Destarte, o que percebemos em Weber é, em suma, uma
nova abordagem (metodológica e empírica) da neutralidade tentando
distanciar-se, por sua vez, de um tratamento mais convencional e acrítico.
Segundo a perspectiva weberiana, o procedimento
científico deve ser realizado com objetivo de apreender a realidade concreta,
mas, antes de tudo isso, é necessário que o cientista da cultura mantenha uma
neutralidade científica para desviar-se das ideias e valores humanos que, no
processo de investigação, apareceram como um prato convidativo cheio de
iguarias. No entanto, diante dos pressupostos de Weber e a busca de um
conhecimento axiologicamente neutro, cabe perguntar se, de fato, é possível isentar-se
dos valores construídos socialmente e, a partir disso, produzir um conhecimento
genuíno, livre de quaisquer ideologias? Nas palavras de Barros (2011),“como
produzir um conhecimento objetivo, se desde já a própria escolha do seu objeto
de estudo o pesquisador (...) atravessado por subjetividades ? (...)”( BARROS, 2011,
p.146).
Com o objetivo de explicar suas ideias a respeito da
neutralidade axiológica, em termos práticos, Weber propõe a separação rigorosa
entre juízo de fato (o que é) e juízo de valor (o que deve ser). A partir da
tensão e o contato desses elementos, pode-se, categoricamente, rastrear o
epicentro da teoria de Weber: o conhecimento objetivo (juízo de fato) e, em
contraposição, o conhecimento valorativo (juízo de valor) .
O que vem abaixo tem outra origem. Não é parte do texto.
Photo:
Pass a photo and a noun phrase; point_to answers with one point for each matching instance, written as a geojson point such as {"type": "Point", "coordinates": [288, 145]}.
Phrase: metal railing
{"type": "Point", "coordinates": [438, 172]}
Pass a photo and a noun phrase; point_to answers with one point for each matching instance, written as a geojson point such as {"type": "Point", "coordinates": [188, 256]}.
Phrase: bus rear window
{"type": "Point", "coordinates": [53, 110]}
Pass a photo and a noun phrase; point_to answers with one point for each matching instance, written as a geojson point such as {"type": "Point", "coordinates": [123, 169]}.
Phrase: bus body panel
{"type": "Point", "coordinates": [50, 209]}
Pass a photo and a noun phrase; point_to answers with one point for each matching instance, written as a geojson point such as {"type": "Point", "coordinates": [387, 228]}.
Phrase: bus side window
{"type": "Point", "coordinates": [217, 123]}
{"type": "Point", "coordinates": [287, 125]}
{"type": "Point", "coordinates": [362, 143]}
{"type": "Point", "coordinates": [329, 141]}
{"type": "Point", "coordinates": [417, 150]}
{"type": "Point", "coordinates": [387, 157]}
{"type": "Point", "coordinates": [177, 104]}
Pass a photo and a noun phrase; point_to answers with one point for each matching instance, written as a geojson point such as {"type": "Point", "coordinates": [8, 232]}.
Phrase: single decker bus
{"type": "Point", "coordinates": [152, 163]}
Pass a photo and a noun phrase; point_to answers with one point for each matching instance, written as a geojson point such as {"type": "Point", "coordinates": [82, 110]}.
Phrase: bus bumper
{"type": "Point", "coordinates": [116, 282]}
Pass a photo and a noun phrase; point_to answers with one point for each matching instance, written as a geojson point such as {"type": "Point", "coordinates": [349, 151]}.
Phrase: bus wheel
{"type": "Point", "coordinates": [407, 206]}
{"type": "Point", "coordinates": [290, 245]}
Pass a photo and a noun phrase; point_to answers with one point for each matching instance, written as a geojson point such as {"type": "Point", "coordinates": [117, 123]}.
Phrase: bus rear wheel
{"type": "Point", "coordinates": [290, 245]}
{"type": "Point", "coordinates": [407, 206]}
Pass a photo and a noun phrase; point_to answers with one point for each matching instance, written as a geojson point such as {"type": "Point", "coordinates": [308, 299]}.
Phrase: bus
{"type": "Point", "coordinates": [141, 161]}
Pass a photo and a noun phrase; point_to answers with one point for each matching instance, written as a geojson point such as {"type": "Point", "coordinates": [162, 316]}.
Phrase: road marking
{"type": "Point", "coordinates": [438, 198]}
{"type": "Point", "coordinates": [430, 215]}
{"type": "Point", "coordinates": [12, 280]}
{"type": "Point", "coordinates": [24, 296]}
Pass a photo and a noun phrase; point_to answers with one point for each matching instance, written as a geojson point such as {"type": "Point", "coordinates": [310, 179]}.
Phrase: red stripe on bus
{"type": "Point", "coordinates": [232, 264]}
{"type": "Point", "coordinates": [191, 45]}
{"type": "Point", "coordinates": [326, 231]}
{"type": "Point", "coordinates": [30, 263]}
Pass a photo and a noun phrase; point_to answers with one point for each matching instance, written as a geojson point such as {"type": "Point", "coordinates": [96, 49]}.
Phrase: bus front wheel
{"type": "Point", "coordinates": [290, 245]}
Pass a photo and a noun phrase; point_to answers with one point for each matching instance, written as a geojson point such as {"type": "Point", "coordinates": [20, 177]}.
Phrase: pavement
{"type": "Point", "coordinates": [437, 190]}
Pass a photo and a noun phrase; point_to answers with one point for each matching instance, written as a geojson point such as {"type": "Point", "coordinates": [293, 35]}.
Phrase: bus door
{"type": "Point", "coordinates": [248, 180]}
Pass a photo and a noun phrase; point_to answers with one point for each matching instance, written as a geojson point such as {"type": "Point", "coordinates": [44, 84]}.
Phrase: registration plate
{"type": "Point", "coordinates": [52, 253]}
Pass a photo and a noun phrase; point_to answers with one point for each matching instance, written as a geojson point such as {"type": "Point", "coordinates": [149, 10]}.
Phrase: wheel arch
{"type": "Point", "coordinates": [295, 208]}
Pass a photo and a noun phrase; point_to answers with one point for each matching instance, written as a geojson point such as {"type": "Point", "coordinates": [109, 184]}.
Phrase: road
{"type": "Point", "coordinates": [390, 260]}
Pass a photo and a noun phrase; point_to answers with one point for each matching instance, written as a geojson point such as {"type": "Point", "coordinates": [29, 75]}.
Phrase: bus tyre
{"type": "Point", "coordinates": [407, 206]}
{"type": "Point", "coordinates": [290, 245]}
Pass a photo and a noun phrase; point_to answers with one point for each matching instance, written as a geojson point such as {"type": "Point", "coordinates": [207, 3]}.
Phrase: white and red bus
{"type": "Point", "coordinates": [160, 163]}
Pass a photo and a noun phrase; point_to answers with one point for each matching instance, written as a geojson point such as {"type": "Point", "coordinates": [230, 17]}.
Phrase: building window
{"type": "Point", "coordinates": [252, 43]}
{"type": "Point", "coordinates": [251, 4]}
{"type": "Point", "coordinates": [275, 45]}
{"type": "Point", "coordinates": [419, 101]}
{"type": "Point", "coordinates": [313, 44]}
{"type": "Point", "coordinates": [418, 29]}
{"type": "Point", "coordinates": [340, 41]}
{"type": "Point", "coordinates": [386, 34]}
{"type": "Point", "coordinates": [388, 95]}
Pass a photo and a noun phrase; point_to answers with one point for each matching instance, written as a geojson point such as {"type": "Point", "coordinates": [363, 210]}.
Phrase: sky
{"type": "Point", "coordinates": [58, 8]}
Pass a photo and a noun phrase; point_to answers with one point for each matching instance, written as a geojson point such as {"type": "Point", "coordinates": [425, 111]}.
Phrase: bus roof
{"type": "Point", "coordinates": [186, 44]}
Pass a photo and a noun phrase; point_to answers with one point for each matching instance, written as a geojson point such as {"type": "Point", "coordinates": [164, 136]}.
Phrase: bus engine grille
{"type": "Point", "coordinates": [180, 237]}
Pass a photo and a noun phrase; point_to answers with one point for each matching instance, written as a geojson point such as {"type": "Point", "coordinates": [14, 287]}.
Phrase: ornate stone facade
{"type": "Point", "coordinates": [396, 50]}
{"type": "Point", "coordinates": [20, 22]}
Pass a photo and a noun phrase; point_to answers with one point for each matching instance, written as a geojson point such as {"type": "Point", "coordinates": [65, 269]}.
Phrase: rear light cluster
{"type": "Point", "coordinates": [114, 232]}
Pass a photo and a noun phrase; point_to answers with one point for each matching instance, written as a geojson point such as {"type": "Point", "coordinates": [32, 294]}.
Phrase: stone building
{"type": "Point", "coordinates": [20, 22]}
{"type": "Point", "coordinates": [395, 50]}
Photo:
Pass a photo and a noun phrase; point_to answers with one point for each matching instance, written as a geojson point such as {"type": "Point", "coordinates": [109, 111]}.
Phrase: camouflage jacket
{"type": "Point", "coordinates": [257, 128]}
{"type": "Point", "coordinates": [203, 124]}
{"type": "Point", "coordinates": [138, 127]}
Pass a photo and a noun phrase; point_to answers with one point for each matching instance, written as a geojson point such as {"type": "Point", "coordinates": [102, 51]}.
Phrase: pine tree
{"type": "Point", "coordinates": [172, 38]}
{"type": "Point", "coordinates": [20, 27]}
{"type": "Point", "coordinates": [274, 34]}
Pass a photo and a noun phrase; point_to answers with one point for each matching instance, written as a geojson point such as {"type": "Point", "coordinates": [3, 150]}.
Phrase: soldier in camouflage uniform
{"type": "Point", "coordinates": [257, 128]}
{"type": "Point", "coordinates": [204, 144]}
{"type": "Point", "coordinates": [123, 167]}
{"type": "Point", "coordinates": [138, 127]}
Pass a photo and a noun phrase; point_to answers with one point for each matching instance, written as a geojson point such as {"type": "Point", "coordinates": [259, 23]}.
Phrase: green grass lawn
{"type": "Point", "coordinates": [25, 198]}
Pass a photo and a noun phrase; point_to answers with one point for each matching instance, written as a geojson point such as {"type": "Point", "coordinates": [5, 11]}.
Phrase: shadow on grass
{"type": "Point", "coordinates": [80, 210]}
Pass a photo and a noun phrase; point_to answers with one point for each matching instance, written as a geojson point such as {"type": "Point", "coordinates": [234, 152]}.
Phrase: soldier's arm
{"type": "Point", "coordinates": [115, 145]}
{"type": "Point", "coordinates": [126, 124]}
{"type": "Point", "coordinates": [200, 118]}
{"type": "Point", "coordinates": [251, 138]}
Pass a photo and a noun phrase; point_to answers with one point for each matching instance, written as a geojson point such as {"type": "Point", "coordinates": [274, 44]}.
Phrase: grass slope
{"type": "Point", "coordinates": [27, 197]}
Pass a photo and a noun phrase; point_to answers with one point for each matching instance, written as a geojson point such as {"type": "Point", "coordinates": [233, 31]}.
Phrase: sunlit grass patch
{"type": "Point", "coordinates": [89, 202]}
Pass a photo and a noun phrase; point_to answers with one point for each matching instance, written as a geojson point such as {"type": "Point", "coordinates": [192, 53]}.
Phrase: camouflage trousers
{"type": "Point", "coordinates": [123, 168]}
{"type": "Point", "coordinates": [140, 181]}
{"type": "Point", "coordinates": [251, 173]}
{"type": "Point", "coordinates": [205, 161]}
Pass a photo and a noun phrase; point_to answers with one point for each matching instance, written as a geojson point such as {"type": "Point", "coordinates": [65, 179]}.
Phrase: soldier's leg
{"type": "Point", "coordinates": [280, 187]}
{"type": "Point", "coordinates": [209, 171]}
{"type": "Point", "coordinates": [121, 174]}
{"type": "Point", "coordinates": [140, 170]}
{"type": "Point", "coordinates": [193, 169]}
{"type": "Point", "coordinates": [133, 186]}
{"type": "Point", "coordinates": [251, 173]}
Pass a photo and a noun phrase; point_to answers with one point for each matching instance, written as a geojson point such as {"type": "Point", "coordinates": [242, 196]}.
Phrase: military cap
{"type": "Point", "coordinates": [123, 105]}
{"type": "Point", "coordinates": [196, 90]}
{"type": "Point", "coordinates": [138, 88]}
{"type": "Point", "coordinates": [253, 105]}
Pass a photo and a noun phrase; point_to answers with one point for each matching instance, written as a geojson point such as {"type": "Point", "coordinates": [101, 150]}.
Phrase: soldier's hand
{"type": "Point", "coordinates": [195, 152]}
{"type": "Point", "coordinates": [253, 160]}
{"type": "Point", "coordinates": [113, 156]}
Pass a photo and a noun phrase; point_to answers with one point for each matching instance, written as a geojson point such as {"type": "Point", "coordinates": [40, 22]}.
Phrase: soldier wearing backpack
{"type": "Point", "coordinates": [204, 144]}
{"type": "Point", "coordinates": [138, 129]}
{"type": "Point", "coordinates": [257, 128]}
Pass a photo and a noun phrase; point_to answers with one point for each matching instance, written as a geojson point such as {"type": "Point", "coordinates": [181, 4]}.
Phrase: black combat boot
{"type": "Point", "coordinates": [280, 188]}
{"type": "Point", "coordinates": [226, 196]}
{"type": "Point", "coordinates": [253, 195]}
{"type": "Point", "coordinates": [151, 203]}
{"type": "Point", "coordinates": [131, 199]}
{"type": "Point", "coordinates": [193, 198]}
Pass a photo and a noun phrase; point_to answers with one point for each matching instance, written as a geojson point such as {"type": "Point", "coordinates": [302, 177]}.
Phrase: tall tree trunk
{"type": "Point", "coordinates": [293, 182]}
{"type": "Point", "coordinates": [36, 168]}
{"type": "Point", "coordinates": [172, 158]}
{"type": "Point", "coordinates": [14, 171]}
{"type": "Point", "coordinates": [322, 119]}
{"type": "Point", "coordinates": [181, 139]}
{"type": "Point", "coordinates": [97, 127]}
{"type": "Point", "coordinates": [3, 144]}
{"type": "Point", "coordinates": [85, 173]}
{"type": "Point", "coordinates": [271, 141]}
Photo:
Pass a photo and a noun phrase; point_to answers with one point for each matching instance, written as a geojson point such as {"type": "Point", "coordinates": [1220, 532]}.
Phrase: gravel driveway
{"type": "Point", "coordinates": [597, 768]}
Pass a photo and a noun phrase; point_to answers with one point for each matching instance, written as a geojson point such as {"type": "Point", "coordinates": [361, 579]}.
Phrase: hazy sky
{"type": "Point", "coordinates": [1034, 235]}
Conforme o próprio nome, o juízo de valor é, para
Weber, às crenças pessoais, sentimentos, enfim, todos os elementos subjetivos
que não podem oferecer, cientificamente, um conhecimento coerente “Juízos de
valor não deveriam ser extraídos de maneira nenhuma da análise científica,
devido ao fato de derivarem (...) de determinados ideais, e de por isso terem
origens ‘subjetivas’” (WEBER, 2006, p. 109).
Nesse sentido, percebemos que a preocupação de Weber
reside, por assim dizer, em justificar que o juízo de valor não é, em hipótese
alguma, confiável para um conhecimento objetivo ou, em certo sentido, não
acrescenta nada ao indivíduo preocupado em entender, de modo científico, à
realidade. Em outras palavras, o conhecimento guiado por valores pessoais não
contribuiu, como também esconde, em sua análise, alguns elementos da realidade.
Como conseqüência, o juízo de valor é responsável por camuflar e, ao mesmo tempo,
restringir o campo de análise. Para Weber não cumpre o papel da ciência, pois,
“(...) uma das tarefas essenciais de qualquer ciência da vida cultural dos
homens é (...) a apresentação clara e transparente de suas idéias, para
compreendê-las e para saber o porquê de se ter lutado por elas” (WEBER, 2006,
p. 110).
De maneira sistemática e, talvez forçosamente,
Weber, a sua maneira, mostranos que fazer ciência não implica abandonar (total,
aliás) o juízo de valor, ou seja, o juízo está presente desde o começo da
pesquisa e perpassa, basicamente, os elementos a priori da investigação
científica ( Weber, 2005). Após esses primeiros passos, como a delimitação do
tema de pesquisa, as fontes e métodos são, portanto, escolhidos pelo cientista
da cultura e obedecem, obviamente, suas predileções individuais. Mas como alcançar
a neutralidade científica se desde o primeiro momento os valores cercam o pesquisador
como uma muralha intransponível? De fato, a neutralidade científica deve ser
estabelecida na hora de reflexão e análise dos dados escolhidos, ou seja,
Considera-se praticamente impossível negar que uma
investigação empírica esteja isenta dos fatores históricos, mas deve ser da
responsabilidade do homem de ciência ter o compromisso, como pretendia Weber,
de chegar a uma determinação objetiva (...) tem como ponto de partida a
subjetividade (...) (FONSECA, 19997, p.27).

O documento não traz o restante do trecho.